It is possible to access primitive local variables from the native code. Replace the above Insight script with:

insight.on('enter', function(ctx, frame) {
    print(`found new prime number ${frame.n}`);
}, {
    roots: true,
    rootNameFilter: (n) => n === 'newFilter'
});

Print out a message everytime a new prime is added into the filter list:

./bin/lli --polyglot --insight=agent-limit.js sieve | head -n 3
found new prime number 2
found new prime number 3
found new prime number 5

The mixture of lli, polyglot and GraalVM Insight opens enormous possibilities in tracing, controlling and interactive or batch debugging of native programs.

Inspecting Values #

GraalVM Insight not only allows one to trace where the program execution is happening, but it also offers access to values of local variables and function arguments during execution. One can for example write instrument that shows a value of argument n in a function fib:

insight.on('enter', function(ctx, frame) {
   print('fib for ' + frame.n);
}, {
   roots: true,
   rootNameFilter: 'fib'
});

This instrument uses the second function argument frame to get access to values of local variables inside of every instrumented function.
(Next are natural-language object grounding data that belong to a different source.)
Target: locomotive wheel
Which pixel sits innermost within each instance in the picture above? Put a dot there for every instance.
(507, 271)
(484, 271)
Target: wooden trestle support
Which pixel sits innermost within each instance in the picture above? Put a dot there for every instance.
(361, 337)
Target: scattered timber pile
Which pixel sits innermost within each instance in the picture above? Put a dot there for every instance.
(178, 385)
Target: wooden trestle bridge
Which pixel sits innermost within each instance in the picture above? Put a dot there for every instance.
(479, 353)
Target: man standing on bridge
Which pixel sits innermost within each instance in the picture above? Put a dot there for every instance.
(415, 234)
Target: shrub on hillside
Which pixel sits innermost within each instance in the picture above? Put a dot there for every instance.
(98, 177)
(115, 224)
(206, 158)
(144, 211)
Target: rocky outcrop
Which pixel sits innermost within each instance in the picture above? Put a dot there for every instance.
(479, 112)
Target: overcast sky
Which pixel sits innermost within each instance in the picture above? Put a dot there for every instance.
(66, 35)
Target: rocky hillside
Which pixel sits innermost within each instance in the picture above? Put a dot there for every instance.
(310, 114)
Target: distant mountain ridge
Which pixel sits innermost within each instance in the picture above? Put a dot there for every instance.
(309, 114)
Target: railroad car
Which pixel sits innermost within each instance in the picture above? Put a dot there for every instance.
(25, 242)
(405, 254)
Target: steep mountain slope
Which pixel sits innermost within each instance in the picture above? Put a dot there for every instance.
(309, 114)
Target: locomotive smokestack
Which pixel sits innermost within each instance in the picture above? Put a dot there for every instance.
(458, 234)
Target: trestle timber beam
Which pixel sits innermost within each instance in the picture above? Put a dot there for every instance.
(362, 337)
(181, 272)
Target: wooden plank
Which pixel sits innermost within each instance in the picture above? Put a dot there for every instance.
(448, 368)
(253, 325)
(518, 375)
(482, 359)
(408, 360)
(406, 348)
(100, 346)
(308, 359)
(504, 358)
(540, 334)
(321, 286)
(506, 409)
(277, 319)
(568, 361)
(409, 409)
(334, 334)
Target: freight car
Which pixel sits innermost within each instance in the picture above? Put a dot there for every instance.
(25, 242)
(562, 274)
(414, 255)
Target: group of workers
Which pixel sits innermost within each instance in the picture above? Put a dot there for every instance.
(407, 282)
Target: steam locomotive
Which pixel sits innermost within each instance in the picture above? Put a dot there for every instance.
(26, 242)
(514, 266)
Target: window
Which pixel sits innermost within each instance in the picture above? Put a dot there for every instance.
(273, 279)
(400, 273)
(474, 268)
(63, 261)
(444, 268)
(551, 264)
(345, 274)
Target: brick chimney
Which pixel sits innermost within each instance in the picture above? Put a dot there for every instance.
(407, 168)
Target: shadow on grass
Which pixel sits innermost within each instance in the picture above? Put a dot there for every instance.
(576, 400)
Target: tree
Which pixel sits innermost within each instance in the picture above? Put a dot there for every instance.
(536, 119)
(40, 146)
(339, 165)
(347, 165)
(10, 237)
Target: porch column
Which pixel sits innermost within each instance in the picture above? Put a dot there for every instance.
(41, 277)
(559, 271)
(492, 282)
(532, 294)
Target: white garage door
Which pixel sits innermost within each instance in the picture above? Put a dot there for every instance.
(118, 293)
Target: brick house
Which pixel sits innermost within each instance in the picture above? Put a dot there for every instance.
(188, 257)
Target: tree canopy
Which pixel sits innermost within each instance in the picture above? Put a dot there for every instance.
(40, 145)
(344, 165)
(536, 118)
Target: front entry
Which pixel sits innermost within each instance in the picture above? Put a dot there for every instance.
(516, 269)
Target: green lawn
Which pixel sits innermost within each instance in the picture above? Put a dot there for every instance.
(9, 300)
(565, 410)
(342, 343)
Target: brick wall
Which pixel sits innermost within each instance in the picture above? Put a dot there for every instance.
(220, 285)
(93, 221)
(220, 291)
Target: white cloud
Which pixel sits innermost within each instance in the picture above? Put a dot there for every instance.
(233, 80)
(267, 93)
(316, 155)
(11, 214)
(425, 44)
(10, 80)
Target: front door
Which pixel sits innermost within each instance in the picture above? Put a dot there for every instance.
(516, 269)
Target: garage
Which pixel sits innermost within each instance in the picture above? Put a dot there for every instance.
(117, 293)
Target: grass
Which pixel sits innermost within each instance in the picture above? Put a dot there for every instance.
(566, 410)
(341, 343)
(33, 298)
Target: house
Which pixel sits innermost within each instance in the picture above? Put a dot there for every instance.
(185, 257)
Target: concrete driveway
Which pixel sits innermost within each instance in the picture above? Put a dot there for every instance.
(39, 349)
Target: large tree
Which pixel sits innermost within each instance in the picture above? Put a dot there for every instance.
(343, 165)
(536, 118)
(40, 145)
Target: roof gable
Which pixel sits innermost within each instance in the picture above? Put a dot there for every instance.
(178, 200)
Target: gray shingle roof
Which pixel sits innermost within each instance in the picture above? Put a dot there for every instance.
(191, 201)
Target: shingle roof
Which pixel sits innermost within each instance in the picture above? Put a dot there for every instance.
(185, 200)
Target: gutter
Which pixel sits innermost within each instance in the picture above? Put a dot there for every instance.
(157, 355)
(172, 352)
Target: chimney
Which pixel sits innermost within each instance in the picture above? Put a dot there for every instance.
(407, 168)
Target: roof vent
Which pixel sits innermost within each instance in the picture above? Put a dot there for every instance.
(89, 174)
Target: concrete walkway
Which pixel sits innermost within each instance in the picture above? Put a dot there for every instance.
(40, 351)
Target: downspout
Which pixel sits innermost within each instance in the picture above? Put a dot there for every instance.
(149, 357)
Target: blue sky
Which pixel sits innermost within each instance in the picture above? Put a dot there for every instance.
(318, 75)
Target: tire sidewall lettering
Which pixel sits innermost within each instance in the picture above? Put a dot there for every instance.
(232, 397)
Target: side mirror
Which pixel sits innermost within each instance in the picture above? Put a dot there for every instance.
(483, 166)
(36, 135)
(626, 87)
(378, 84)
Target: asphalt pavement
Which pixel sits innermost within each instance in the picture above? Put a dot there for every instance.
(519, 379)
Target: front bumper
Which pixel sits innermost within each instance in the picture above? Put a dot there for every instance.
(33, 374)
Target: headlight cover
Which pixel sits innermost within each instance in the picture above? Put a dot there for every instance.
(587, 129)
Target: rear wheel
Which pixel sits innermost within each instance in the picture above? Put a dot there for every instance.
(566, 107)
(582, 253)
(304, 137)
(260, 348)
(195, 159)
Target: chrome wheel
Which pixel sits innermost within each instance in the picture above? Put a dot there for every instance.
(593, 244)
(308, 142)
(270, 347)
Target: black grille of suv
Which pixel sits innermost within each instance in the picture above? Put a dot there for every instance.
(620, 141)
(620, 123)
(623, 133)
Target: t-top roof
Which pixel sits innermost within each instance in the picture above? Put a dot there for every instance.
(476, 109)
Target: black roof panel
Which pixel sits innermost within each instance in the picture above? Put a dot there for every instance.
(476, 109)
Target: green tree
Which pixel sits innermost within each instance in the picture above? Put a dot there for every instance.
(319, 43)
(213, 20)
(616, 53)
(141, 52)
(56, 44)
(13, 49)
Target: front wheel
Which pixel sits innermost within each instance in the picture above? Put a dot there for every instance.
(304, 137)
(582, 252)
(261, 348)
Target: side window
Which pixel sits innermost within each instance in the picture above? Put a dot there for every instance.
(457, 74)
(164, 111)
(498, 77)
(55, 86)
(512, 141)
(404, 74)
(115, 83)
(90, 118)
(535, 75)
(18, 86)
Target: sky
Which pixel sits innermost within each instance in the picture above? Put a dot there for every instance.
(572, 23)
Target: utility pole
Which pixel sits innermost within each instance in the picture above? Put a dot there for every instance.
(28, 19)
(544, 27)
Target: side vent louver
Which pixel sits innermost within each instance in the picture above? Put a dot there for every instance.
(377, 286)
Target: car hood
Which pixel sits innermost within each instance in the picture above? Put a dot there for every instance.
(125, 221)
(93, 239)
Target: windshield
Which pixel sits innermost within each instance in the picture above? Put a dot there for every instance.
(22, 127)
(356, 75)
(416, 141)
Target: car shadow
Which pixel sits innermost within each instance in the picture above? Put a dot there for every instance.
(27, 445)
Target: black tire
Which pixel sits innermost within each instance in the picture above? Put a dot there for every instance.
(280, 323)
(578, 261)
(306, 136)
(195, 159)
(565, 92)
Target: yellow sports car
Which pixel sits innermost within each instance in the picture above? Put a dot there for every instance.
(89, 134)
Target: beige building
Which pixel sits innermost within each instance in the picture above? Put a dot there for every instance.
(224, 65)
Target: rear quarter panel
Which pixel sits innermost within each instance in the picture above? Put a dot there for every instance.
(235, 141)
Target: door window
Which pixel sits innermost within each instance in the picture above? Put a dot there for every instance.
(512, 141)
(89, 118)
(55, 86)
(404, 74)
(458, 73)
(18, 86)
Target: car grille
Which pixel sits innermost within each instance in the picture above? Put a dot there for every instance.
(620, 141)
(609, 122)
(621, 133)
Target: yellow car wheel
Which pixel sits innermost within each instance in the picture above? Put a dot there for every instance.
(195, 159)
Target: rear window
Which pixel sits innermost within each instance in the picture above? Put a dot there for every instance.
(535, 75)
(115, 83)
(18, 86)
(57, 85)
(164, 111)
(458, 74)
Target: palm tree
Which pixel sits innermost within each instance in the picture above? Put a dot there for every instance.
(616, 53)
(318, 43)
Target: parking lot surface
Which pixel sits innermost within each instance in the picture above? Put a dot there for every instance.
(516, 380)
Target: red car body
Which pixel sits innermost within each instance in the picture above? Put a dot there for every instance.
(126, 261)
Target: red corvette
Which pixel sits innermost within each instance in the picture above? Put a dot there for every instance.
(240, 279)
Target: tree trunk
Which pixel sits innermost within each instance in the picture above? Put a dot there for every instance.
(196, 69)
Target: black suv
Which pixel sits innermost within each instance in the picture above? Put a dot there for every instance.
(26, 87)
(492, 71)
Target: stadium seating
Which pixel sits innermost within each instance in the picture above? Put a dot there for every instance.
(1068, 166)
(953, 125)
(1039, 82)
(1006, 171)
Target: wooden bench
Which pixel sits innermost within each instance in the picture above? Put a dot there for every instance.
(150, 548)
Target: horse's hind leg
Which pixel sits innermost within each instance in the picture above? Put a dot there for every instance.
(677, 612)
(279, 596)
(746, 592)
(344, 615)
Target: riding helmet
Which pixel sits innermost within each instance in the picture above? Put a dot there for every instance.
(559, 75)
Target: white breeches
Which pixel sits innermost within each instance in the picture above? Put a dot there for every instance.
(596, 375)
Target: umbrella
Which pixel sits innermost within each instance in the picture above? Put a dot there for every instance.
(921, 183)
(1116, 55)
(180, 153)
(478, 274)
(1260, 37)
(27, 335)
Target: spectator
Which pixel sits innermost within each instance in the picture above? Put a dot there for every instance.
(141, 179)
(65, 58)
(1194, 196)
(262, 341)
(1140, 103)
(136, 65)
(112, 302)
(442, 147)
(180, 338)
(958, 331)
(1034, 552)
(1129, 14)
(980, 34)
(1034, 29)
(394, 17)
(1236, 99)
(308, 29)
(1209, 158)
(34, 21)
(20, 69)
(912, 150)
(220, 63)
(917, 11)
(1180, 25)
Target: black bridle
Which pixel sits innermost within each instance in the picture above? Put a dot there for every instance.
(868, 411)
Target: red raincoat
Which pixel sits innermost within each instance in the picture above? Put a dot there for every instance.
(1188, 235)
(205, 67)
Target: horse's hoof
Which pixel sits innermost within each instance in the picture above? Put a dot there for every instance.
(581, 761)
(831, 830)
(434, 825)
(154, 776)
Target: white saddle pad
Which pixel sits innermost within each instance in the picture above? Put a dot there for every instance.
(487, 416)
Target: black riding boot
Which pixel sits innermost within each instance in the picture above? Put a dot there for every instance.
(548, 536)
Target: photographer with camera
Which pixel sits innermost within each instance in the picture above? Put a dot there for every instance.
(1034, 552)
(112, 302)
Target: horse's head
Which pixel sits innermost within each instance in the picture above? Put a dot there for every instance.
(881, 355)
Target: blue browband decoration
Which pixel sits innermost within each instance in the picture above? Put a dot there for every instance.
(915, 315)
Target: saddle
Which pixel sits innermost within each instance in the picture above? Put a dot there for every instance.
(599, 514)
The above Insight script also uses rootNameFilter to apply its hook only to function named fib:

function fib(n) {
  if (n < 1) return 0;
  if (n < 2) return 1;
  else return fib(n - 1) + fib(n - 2);
}
print("Two is the result " + fib(3));

When the instrument is stored in a fib-trace.js file and the actual code in fib.js, then invoking following command yields detailed information about the program execution and parameters passed between function invocations:

./bin/node --js.print --experimental-options --insight=fib-trace.js fib.js
fib for 3
fib for 2
fib for 1
fib for 0
fib for 1
Two is the result 2

To summarise this section, GraalVM Insight is a useful tool for polyglot, language agnostic aspect oriented programming.

Modifying Local Variables #

Not only that GraalVM Insight can access local variables, but it can also modify them. Take, for example, this program summing an array:

function plus(a, b) {
  return a + b;
}

var sum = 0;
[1, 2, 3, 4, 5, 6, 7, 8, 9].forEach((n) => sum = plus(sum, n));
print(sum);

It prints out a number 45. Apply the following Insight script to “erase” non-even numbers before adding them:

insight.on('enter', function zeroNonEvenNumbers(ctx, frame) {
    if (frame.b % 2 === 1) {
        frame.b = 0;
    }
}, {
    roots: true,
    rootNameFilter: 'plus'
});

When launched with js --insight=erase.js sumarray.js, only the value 20 gets printed.

GraalVM Insight enter and return hooks can only modify existing variables. They cannot introduce new ones. Attempts to do so yield an exception.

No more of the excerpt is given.